Note a couple important things. First, the total defective dies didn’t get much worse, despite nearly doubling the number of good dies. So even if we threw away all the defective dies rather than attempting to salvage them, the smaller die produces nearly double the good chips, and allows me to produce higher quantities faster by using less of the fab’s time. Second, if we assume each wafer is 17000$ (https://www.techspot.com/news/86813-analysts-believe-single-tsmc-5nm-wafer-costs-17000.html) and that the default defect rate in our estimate is reasonable (along with assuming we throw out the defects), then the extra yields mean that my costs per M1 Pro above are around 115$/ea vs 215$/ea for the Max. That’s not insignificant savings. Taking this estimation even further, the M1 itself would be around 39$/ea in the same situation with 434 good dies per wafer. Now, this is not a perfect estimate, but should at least make it very clear that cutting down Max dies after the fact is not even remotely efficient.

 

[MF878]

You’re misunderstanding the way binning works. If a chip has a disabled CPU or GPU core, that does not necessarily mean it has a bad core. It may simply be that the chip is not performing to spec, drawing a bit too much power, and Apple has disabled one core to get it back within acceptable spec.
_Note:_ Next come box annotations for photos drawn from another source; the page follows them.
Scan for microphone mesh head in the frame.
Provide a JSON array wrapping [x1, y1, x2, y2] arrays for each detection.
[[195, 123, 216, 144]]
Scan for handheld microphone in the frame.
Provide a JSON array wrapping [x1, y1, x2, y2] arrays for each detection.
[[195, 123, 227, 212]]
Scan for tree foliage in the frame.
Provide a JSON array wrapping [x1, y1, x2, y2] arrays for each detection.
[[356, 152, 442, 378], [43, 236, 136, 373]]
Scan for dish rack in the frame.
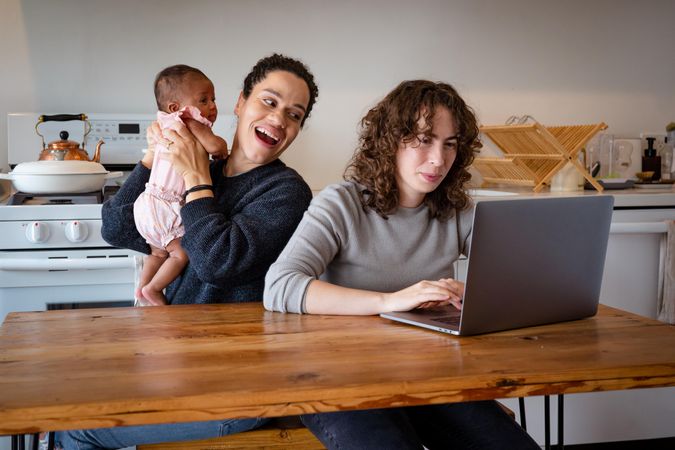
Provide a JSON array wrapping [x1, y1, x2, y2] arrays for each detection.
[[473, 121, 607, 192]]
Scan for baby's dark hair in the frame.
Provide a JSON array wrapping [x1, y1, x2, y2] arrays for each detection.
[[155, 64, 209, 112], [242, 53, 319, 127]]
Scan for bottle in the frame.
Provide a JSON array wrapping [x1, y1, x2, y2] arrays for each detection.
[[642, 137, 661, 181], [661, 137, 673, 181]]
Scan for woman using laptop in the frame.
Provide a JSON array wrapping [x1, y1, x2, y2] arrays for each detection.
[[264, 80, 539, 449]]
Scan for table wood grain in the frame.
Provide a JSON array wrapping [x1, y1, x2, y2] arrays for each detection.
[[0, 303, 675, 434]]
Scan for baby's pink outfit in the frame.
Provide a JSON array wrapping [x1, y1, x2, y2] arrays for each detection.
[[134, 106, 213, 249]]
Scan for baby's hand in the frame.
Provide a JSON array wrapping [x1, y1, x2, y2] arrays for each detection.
[[184, 119, 228, 159]]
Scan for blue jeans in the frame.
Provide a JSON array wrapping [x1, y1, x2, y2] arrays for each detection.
[[301, 401, 540, 450], [54, 418, 268, 450]]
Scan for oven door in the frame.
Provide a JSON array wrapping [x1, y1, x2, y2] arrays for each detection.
[[0, 248, 141, 322]]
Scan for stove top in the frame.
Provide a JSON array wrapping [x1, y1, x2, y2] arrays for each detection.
[[7, 191, 103, 206], [0, 185, 119, 222]]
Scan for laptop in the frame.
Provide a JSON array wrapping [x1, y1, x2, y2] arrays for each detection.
[[380, 196, 614, 335]]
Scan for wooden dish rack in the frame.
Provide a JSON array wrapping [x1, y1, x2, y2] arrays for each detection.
[[473, 122, 607, 192]]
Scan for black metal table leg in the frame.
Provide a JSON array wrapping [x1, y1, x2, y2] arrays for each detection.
[[518, 397, 527, 431], [558, 394, 565, 450], [11, 434, 26, 450], [30, 433, 40, 450], [544, 395, 551, 450]]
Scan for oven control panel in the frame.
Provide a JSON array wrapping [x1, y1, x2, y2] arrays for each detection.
[[7, 111, 237, 167], [7, 113, 156, 166], [0, 219, 110, 250]]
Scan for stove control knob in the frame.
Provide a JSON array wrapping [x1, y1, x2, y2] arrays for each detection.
[[26, 222, 49, 244], [66, 220, 88, 242]]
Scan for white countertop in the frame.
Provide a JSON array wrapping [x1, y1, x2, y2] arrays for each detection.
[[471, 185, 675, 208]]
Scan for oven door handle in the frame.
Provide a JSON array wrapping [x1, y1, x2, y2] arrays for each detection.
[[0, 257, 136, 271], [609, 222, 668, 234]]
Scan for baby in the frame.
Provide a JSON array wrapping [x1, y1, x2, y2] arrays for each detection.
[[134, 65, 227, 304]]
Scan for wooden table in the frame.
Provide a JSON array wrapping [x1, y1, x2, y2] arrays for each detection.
[[0, 303, 675, 434]]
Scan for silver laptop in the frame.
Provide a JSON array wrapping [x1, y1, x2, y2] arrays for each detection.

The fact that they disable GPUs more often than CPUs isn’t necessarily “artificial”. It may simply be the best way to get chips back within spec.

Heinlein’s Razor says “Never attribute to malice what can be explained by stupidity.” A corollary of that is never attribute to malice what can be explained by math.

I don’t think I’m misunderstanding, it’s that those specific details aren’t really relevant to the points I was making so I’m not sure why they need mentioning? Yes, I’m sure there are other reasons to disable cores other than simply “this core doesn’t work”, but that doesn’t really change my overarching point which is that if it is worth doing on the M1 Pro (for reasons of yield and having a more comprehensive lineup that caters to more price points), then there’s no reason to suggest it isn’t also worth doing on the Max.